The Complete Beginner’s Guide to the Gensim Library

by Alex
The Complete Beginner's Guide to the Gensim Library

Gensim is an open-source Python library written by Radim Rehurek that is used for teacherless topic modeling and natural language processing (NLP). It is designed to extract semantic themes from documents. Gensim can handle large text collections. This distinguishes it from other machine learning software libraries that focus on in-memory processing. GenSim also provides efficient multi-core implementations of various algorithms to increase processing speed. It adds more convenient text processing facilities than competitors such as Scikit-learn, R, etc. This tutorial will cover the following concepts:

  1. Creating an enclosure from a given dataset.
  2. TFIDF matrices in Gensim.
  3. Creation of bigrams and trigrams using Gensim.
  4. Word2Vec models, using Gensim.
  5. Doc2Vec models, with Gensim.
  6. Creating Thematic Models with LDA.
  7. Creating a topic model with LSI.

Before moving on, let’s understand what the following terms mean:

  • Corpus: a collection of text documents.
  • Vector: a form of text representation.
  • Model: the algorithm used to generate a representation of data.
  • Topic modeling: an information mining tool used to extract semantic themes from documents.
  • Theme: a recurring group of words that occur frequently together.

For example: You have a document consisting of words such as: bat, car, racquet, score, glass, drive, cup, keys, water, game, steering, liquid. You can group them into different topics: Topic 1Topic 2Topic 3glassbatcarcupracquetdrivecaterscorekeysliquidgamesterring Some of the methods of thematic modeling:

  • Latent Semantic Analysis (LSI)
  • Latent Dirichlet placement (LDA)

Now that we have a basic understanding of the terminology, let’s move on to using the Gensim package. First, install the library using the following commands:

pip install gensim
# or
conda install gensim

Step 1: Create a corpus from a given dataset

You will need to follow these steps to create your dataset:

  1. Load the selected dataset.
  2. Pre-process your dataset.
  3. Create a dictionary.
  4. Create a Bag of Words.

1.1 Load the selected dataset:

You can have a .txt file as a dataset or you can also download the required datasets using the Gensim Downloader API.


import os
# read the text file as an object
doc = open('sample_data.txt', encoding ='utf-8')

The Gensim Downloader API is a module available in the Gensim library which is an API for downloading, getting information and downloading datasets/models.


import gensim.downloader as api
# check for available models and datasets
info_datasets = api.info()
print(info_datasets)
# information about a specific dataset
dataset_info = api.info("text8")
# dataset "text8" is loaded
dataset = api.load("text8")
# load pre-trained model
word2vec_model = api.load('word2vec-google-news-300')

Here we will use the text file as the raw dataset, which is the text from the Wikipedia page.

1.2 Pre-processing the dataset

In NLP, text preprocessing refers to the process of cleaning and preparing text data.

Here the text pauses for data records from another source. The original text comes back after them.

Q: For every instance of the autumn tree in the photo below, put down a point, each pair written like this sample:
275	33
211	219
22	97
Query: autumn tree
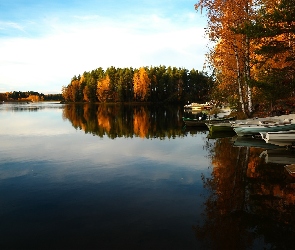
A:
141	85
103	89
231	56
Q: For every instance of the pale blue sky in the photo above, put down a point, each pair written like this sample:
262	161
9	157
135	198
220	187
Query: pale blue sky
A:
44	43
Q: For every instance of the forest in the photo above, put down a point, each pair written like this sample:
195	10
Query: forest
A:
146	84
252	52
251	63
29	96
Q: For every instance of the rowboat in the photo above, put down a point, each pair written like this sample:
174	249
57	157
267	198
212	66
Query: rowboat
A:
263	127
198	106
290	168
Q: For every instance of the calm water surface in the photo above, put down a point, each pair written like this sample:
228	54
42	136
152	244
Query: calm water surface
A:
113	177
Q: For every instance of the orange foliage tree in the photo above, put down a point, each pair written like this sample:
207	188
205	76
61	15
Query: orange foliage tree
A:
231	56
141	85
103	89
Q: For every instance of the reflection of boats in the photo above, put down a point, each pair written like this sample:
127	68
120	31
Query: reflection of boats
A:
204	120
290	169
198	106
220	126
279	156
279	136
245	141
200	121
220	134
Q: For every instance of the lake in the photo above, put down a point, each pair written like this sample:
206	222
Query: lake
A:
134	177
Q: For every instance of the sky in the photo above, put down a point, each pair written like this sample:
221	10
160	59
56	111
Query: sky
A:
44	43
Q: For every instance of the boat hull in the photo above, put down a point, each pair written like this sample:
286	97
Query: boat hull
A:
257	129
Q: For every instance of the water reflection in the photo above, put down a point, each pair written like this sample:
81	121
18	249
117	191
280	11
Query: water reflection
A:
126	121
115	189
251	203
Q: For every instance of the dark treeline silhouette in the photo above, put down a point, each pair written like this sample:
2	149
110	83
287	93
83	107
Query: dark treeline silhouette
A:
30	96
146	84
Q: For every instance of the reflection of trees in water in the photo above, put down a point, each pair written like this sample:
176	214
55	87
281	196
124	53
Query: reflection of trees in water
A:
250	206
126	120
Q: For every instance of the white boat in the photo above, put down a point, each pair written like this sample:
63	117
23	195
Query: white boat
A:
198	106
264	126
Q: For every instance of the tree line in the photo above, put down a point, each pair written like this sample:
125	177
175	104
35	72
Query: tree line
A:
29	96
146	84
253	56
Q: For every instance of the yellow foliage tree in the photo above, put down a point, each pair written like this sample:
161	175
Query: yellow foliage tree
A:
141	85
103	89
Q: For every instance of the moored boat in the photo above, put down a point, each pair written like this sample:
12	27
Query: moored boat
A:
290	168
263	127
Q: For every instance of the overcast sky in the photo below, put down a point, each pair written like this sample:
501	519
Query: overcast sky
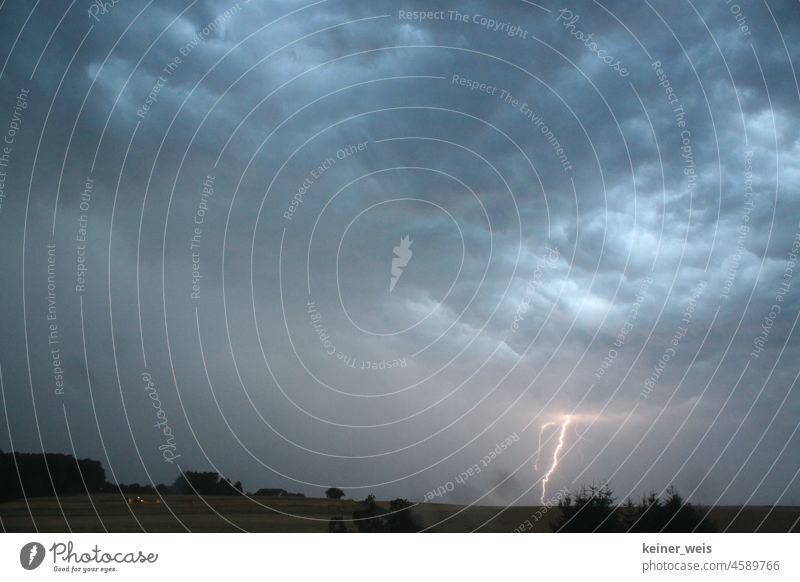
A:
601	205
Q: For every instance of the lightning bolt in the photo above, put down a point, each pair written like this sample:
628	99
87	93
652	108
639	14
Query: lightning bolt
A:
539	448
556	454
403	254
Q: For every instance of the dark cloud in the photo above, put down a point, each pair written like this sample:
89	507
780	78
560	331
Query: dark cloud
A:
471	345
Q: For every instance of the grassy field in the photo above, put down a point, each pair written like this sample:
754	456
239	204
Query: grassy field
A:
291	514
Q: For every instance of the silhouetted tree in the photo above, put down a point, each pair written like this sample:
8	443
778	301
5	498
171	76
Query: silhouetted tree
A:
337	525
670	515
369	518
401	518
591	509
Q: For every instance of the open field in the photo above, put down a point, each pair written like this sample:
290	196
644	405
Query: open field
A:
291	514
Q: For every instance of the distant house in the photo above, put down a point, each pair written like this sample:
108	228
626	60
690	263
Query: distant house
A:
277	493
271	492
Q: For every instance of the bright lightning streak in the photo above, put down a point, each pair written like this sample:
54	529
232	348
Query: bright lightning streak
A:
565	423
539	448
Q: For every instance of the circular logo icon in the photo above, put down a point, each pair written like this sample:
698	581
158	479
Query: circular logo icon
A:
31	555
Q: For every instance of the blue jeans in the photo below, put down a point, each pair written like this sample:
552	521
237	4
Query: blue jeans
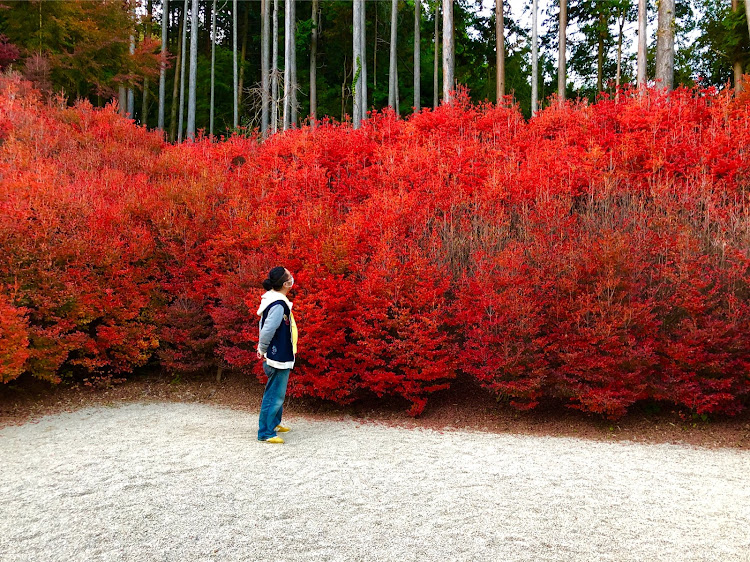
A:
272	405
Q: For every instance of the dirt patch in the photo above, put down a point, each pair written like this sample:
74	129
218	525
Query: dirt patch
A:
464	406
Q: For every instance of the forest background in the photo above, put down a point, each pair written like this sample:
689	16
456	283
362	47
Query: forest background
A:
597	254
83	49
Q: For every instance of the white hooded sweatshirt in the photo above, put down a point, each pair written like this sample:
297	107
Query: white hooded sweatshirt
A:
272	323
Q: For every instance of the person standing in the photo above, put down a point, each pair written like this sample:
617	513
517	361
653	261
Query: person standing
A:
277	346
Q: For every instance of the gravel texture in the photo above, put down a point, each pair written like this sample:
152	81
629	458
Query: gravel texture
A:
183	482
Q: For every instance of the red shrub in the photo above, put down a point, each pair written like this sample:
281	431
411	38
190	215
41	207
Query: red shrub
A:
597	254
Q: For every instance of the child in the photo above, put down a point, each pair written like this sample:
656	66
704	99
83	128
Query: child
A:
277	347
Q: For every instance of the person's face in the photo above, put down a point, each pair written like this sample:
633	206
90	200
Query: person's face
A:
289	283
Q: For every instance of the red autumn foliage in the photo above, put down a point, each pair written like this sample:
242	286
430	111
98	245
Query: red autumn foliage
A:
597	254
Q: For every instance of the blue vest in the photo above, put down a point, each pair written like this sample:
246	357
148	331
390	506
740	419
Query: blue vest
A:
280	349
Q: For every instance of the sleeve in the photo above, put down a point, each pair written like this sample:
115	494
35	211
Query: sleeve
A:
272	323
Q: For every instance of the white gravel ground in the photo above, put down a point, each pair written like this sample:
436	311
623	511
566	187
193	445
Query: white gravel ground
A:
184	482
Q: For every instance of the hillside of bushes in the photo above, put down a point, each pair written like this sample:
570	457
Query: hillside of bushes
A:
598	255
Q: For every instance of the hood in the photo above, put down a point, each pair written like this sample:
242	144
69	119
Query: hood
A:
271	297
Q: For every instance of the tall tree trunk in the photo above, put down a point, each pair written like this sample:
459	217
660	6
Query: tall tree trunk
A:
213	69
192	82
182	73
562	65
737	64
393	67
436	57
363	64
448	52
293	62
375	50
665	45
243	54
499	51
600	54
177	78
275	70
122	100
314	63
621	21
417	55
534	58
163	68
147	35
265	63
235	85
357	109
642	19
131	94
288	40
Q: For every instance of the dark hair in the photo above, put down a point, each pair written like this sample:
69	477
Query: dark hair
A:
276	279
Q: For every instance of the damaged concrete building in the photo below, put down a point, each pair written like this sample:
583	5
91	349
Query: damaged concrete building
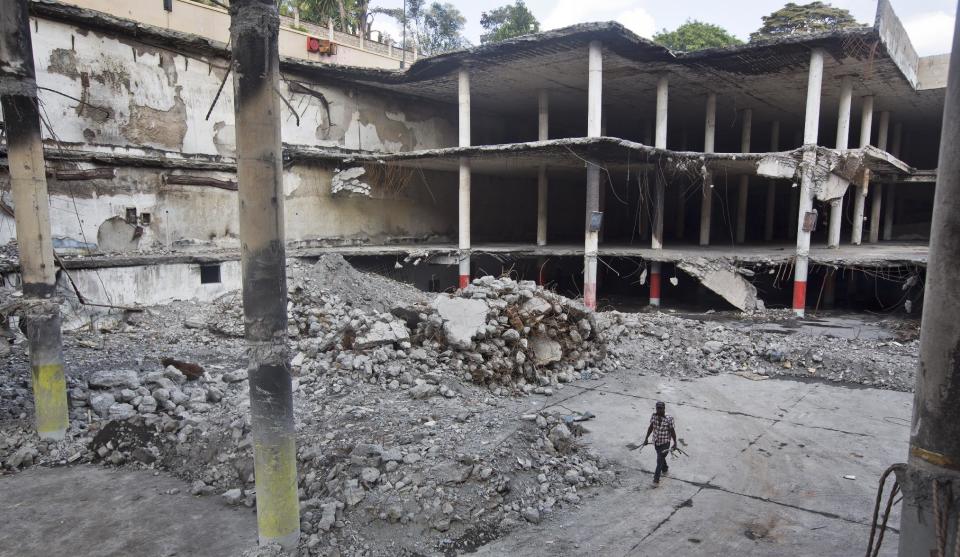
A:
586	157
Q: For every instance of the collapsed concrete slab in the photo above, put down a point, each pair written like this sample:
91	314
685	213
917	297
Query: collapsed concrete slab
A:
724	279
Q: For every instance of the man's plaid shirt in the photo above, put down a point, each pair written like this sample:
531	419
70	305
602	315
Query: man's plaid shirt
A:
661	429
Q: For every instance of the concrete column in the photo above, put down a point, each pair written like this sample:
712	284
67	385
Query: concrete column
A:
810	131
682	193
542	186
843	140
254	28
463	102
660	142
860	195
931	482
594	120
747	124
28	182
771	186
706	200
876	200
891	187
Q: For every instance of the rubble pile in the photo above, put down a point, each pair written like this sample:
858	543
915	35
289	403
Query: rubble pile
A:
498	331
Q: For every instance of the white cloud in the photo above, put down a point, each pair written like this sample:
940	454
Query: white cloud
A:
627	12
639	21
930	32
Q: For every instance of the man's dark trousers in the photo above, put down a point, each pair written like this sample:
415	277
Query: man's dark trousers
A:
662	467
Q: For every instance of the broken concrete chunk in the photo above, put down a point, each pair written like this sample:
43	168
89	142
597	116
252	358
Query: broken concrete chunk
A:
113	378
347	183
545	350
463	319
724	279
382	333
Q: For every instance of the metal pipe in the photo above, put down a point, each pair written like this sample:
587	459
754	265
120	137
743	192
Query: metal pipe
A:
935	433
594	122
463	102
254	28
747	125
28	181
810	133
771	186
706	198
860	195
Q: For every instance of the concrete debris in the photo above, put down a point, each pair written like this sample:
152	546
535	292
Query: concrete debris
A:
724	279
400	422
347	183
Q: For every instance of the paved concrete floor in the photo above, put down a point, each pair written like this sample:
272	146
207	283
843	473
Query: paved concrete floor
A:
764	477
92	510
765	474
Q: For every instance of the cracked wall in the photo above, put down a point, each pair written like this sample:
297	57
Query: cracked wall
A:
91	215
131	97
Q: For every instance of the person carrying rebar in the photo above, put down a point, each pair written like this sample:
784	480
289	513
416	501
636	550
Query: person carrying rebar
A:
661	426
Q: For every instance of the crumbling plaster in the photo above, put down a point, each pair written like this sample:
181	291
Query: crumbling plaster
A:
147	97
184	215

To do this, we will use simple_preprocess(), which returns a list of tokens after tokenization and normalization.

import gensim
import os
from gensim.utils import simple_preprocess
# read text file as object
doc = open('nlp-wiki.txt', encoding ='utf-8')
# file preprocessing to get a list of tokens
tokenized = []
for sentence in doc.read().split('.'):
# simple_preprocess returns the word list of each sentence
tokenized.append(simple_preprocess(sentence, deacc = True))
print(tokenized)
doc.close()

Tokenized output:

[['the', 'history', 'of', 'natural', 'language', 'processing', 'generally', 'started', 'in', 'the', 'although', 'work', 'can', 'be', 'found', 'from', 'earlier', 'periods'], ['in', 'alan', 'turing', 'published', 'an', 'article', 'titled', 'intelligence', 'which', 'proposed', 'what', 'is', 'now', 'called', 'the', 'turing', 'test', 'as', 'criterion', 'of', 'intelligence'], ['the', 'georgetown', 'experiment', 'in', 'involved', 'fully', 'automatic', 'translation', 'of', 'more', 'than', 'sixty', 'russian', 'sentences', 'into', 'english'], ['the', 'authors', 'claimed', 'that', 'within', 'three', 'or', 'five', 'years', 'machine', 'translation', 'would', 'be', 'solved', 'problem'],
...

1.3 Creating a Dictionary

We now have pre-processed data that can be converted into a dictionary using corpora.Dictionary(). This dictionary is a collection of unique tokens.


from gensim import corpora
# save the tokens we have extracted into the dictionary
my_dictionary = corpora.Dictionary(tokenized)
print(my_dictionary)
Dictionary(410 unique tokens: ['although', 'be', 'can', 'earlier', 'found']...)

1.3.1 Saving the dictionary

You can save (or load) your dictionary to disk directly or as a text file, as shown below:


# save the dictionary to disk
my_dictionary.save('my_dictionary.dict')
# load it back
load_dict = corpora.Dictionary.load('my_dictionary.dict')
# save the dictionary in a text file
from gensim.test.utils import get_tmpfile
tmp_fname = get_tmpfile('dictionary')
my_dictionary.save_as_text(tmp_fname)
# load text file with your dictionary
load_dict = corpora.Dictionary.load_from_text(tmp_fname)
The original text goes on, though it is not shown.